Hajj is a live, practical example of equality and fraternity, which the Prophet called for throughout his life. People of all nationalities, colors, and social classes (poor and rich, rulers and subjects, white and black, Arab and non-Arab) perform Hajj by doing the same rituals and while wearing the same clothes. The whole world stares at this huge gathering with amazement, but only the fortunate are blessed with a potent share of this blessing of Islam.

After following the prophetic moral advice of the Farewell Sermon, Muslims can celebrate their `Eid, with the spirit of giving, sharing, and feeling other people’s needs and grieves; it is the spirit that pleases Allah and His Messenger.

`Eid Al-Adha has, among other things, threefold significance for Muslim minorities in the West:

It presents to the West an attention-grabbing example of Muslims’ attitude of sharing and caring. In the days of `Eid and on other happy occasions, true Muslims do not forget the less-fortunate members of society.

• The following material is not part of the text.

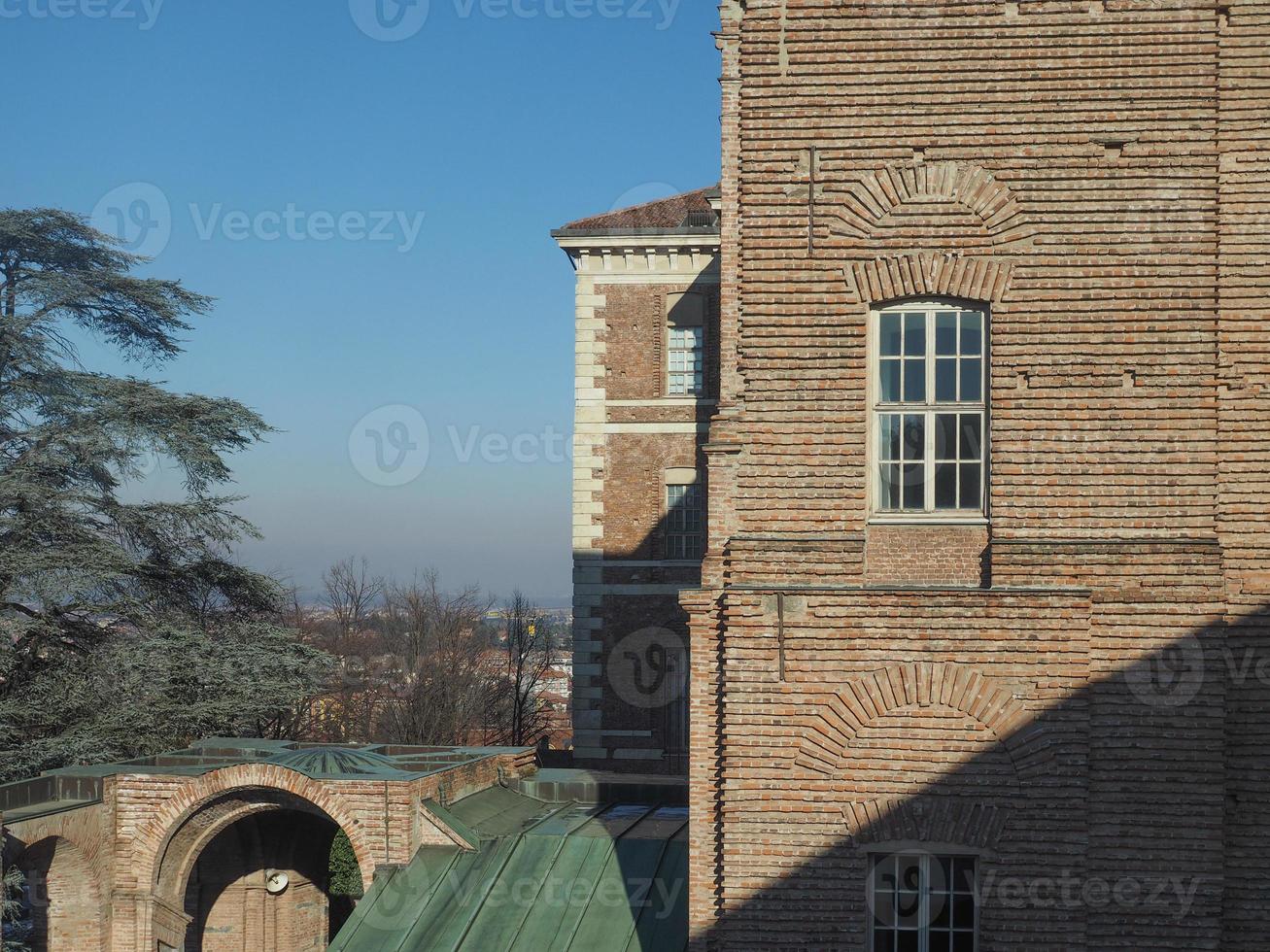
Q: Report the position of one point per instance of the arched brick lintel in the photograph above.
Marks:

By giving obligatory alms to the poor on the occasion of Eid Al-Fitr and by giving them meat and money on the occasion of Eid Al-Adha, Muslims dazzle the narrow mentality of the world economic order.

Both Eids have a mark of distinction for Muslims. They reinforce their identity and shield them from cultural assimilation. Celebrating the Eids nullifies any defeatist mentality of blindly imitating other cultures dissociated from the divine law.

Finally, the Eids remind Muslims that even in the happiest circumstances, they have to show their gratefulness to Allah by praying two rakahs (units of Prayer) on the day of `Eid. Their happiness and their gratefulness to Allah can never be torn apart.